Outside of these large economic obstacles, Gindin and Panitch make the argument that Syriza did not manage to significantly mobilize like minded social movements and incorporate them in a meaningful sense within state structures. Again, this is an important point: when democratic socialists win elections, they more often than not inherit state structures that are imbricated by capital: particularly with respect to portfolios such as finance, the treasury, transport and communications. There is no such analogue for popular social movements. In order to build the relationships of trust necessary to both coordinate and sustain the temporal challenges of a radical project, state structures need to be democratized to the furthest extent possible. Beyond issues of trust, democratization strategies can also augment the ability of social movements to build their own capacities and gain technical competence in the running and managing of the state and the economy. Again, unlike bourgeois parties, democratic socialist parties tend not to have a very “deep bench” when it comes to the human resources necessary to run and manage the economy. To say at the very least, this puts them in an awkward position when attempting to transform the economy in the face of recalcitrant sections of the professional managerial/bureaucratic class.

One of central strengths Gindin and Panitch saw in the movement around Sanders was in the very fact that it was not “class-rooted” in the generally exhausted institutions of the American labour movement. Rather, the movement is “class focussed” which allows for the adoption of new strategies and the creation of new institutions. They argue that the challenge for the movement built up around Sanders is to build a new politics rooted in:

...turning union branches into centers of working class life, leading the fight for collective public services, breaking down the oligarchic relationship between the leaders and the led, contributing to building the broadest member capacities, emphasizing the importance of expressing clearer class sensibility, and even becoming ambitious enough to introduce socialist ideas.

p. 44

In short, the socialist project requires not only that class solidarities be constructed, but also that through those collective institutions, class capacities be developed in an ever-greater degree and range of competencies.

The above points to why this book is an instructive read even for those who do not share a socialist vision.
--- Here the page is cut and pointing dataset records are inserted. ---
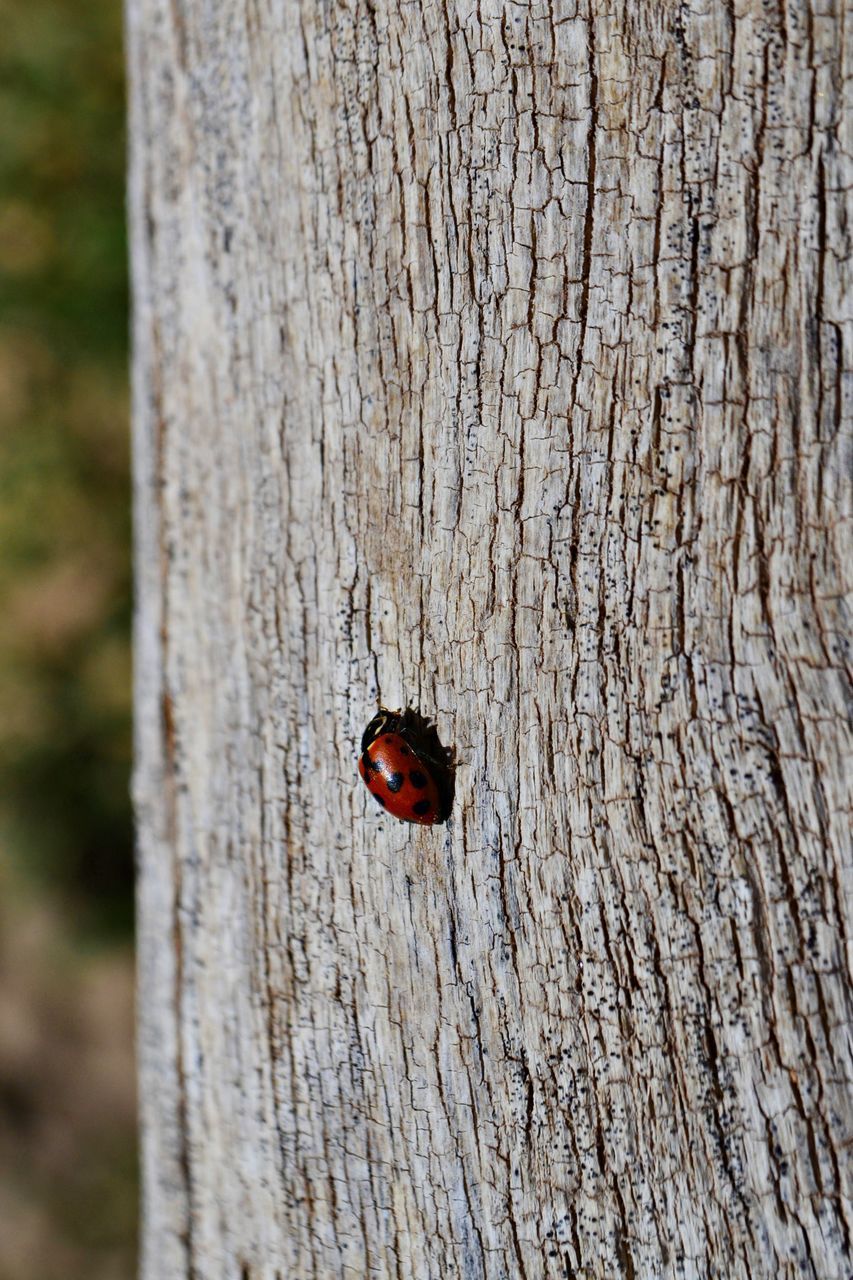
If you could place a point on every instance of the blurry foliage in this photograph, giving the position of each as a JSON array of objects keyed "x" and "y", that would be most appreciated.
[
  {"x": 64, "y": 521},
  {"x": 67, "y": 1105}
]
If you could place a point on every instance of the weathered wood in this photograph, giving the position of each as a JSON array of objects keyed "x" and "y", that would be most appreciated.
[{"x": 493, "y": 359}]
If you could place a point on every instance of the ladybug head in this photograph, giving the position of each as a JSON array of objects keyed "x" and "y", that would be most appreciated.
[{"x": 381, "y": 723}]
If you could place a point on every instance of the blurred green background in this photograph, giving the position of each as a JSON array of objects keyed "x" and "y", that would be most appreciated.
[{"x": 67, "y": 1106}]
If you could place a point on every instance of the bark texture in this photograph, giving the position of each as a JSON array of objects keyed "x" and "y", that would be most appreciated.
[{"x": 495, "y": 359}]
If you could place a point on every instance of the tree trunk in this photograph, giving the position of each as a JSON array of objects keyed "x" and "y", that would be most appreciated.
[{"x": 495, "y": 360}]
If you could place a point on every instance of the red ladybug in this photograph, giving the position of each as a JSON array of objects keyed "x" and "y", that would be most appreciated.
[{"x": 405, "y": 767}]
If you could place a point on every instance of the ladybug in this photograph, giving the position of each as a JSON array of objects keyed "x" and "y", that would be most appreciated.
[{"x": 405, "y": 767}]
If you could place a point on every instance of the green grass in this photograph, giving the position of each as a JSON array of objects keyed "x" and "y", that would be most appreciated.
[{"x": 67, "y": 1112}]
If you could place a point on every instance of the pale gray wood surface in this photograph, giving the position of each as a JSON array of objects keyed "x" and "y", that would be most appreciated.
[{"x": 493, "y": 359}]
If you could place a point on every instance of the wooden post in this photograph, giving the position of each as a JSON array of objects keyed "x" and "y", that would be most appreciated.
[{"x": 493, "y": 359}]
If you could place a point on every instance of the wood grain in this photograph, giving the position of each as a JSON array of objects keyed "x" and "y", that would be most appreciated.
[{"x": 493, "y": 359}]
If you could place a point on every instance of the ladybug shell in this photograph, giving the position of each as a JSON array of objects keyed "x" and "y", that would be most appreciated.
[{"x": 400, "y": 780}]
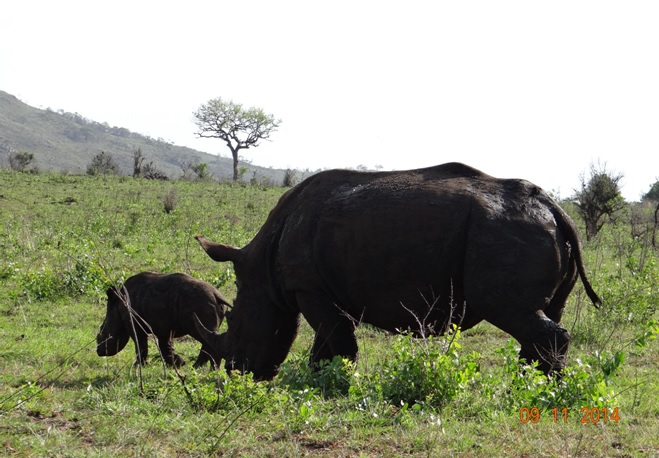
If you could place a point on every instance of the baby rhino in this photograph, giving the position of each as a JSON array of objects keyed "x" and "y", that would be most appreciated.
[{"x": 163, "y": 305}]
If one wants to develop a sophisticated understanding of the politics of the left in the United States or elsewhere, it is incumbent upon the analyst to have a solid sense of the different projects and strategies animating the left beyond the mainstream analytical nostrums of “more state/less state,” and “individualism/collectivism.” It also allows analysts to track the distinct differences between revolutionary socialist and social democratic traditions. Moreover, the book goes someway to allowing the reader to evaluate the success and failures of the various socialist challenges from São Paulo and Caracas to London and Athens.

Epilogue

Leo Panitch passed away on December 19th 2020. He has been eulogized widely. I do not have much to add to these reflections and tributes save for that he was a mentor to me in many respects during my time at York University. He was a top-notch intellect capable of incisive analysis and pointed debate, charismatic of course, but most importantly a warm and generous human being. I miss his deep voice and I can still hear his laugh.